Fecal immunochemical tests for hemoglobin are widely used for colorectal cancer (CRC) screening. Observational studies suggested that sensitivity of fecal immunochemical tests for detecting advanced neoplasms could be increased by acetylsalicylic acid (aspirin), especially among men. To evaluate the potential to increase sensitivity of fecal immunochemical tests by administering a single 300-mg oral aspirin dose 2 days before stool sampling. A randomized, placebo-controlled, double-blind trial was conducted in 14 gastroenterology practices and 4 hospitals in Germany, and included 2422 men and women aged 40 to 80 years scheduled for colonoscopy, with no recent use of aspirin or other drugs with antithrombotic effects (enrollment from June 2013 to November 2016, and final follow-up January 27, 2017).
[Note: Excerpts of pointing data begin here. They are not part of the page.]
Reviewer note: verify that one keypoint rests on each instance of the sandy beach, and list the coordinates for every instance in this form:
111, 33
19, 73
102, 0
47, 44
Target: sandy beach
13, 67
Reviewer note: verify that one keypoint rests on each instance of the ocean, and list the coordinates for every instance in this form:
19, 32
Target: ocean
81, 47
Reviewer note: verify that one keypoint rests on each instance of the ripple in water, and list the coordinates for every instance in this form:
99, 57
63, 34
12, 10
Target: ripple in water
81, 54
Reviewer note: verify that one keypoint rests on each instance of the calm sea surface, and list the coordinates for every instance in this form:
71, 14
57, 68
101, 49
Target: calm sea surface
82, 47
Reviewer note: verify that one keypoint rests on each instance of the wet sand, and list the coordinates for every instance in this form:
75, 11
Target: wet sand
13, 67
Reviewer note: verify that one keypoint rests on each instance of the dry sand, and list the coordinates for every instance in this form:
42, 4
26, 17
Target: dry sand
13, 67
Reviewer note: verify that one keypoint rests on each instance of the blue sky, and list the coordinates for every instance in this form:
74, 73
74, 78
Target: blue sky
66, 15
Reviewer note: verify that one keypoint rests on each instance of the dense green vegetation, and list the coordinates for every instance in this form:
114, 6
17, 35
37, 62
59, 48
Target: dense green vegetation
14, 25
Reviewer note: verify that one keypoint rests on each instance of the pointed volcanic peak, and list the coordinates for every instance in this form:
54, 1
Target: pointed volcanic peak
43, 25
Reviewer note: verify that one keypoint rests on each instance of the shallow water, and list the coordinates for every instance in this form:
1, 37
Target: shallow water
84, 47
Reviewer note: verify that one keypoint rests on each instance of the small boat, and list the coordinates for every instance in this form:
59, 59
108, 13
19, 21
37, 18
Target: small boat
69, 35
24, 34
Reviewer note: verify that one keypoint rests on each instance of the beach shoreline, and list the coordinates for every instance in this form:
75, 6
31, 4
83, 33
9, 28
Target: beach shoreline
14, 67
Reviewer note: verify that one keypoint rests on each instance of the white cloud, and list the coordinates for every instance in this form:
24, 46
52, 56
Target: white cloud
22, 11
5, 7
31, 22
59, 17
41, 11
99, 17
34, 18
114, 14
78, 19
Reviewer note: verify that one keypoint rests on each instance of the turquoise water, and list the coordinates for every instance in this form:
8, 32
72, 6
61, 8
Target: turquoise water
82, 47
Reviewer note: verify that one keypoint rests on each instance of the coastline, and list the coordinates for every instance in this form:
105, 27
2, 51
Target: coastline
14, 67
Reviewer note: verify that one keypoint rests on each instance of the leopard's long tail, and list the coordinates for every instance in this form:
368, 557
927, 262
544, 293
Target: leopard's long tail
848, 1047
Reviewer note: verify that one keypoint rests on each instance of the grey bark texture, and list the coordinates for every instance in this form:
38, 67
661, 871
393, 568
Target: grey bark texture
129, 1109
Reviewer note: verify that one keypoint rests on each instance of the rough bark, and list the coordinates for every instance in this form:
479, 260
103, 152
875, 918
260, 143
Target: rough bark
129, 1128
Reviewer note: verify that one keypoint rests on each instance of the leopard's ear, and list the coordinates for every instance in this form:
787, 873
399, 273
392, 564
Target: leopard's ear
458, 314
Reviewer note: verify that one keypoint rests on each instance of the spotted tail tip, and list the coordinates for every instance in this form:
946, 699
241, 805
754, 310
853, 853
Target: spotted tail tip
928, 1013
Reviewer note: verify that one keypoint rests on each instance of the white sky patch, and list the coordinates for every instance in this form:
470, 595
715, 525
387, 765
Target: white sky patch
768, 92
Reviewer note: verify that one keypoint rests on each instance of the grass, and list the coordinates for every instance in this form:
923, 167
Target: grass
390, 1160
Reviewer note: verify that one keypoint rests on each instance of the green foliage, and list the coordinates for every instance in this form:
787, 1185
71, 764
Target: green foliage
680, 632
Administration of a single tablet containing 300 mg of aspirin (n = 1208) or placebo (n = 1214) 2 days before fecal sampling for fecal immunochemical test. The primary outcome was sensitivity of a quantitative fecal immunochemical test at 2 predefined cutoffs (10.2 and 17-μg Hb/g stool) for detecting advanced neoplasms (colorectal cancer or advanced adenoma). Among 2422 randomized patients (mean [SD] age, 59.6 [7.9] years; 1219, 50%, men), 2134 were included in the analysis (78% for primary screening colonoscopy, 22% for diagnostic colonoscopy). Advanced neoplasms were identified in 224 participants (10.5%), including 8 participants (0.4%) with CRC and 216 participants (10.1%) with advanced adenoma. Sensitivity was 40.2% in the aspirin group and 30.4% in the placebo group (difference 9.8%, 95% CI, -3.1% to 22.2%, P = .14) at cutoff 10.2-μg Hb/g stool and 28.6% in the aspirin and 22.5% in the placebo group (difference 6.0%, 95% CI, -5.7% to 17.5%, P = .32) at cutoff 17-μg Hb/g stool. Among adults aged 40 to 80 years not using aspirin or other antithrombotic medications, administration of a single dose of oral aspirin prior to fecal immunochemical testing, compared with placebo, did not significantly increase test sensitivity for detecting advanced colorectal neoplasms at 2 predefined cutoffs of a quantitative fecal immunochemical test. Deutsches Register Klinischer Studien Identifier: DRKS00003252; EudraCT Identifier: 2011-005603-32/DE.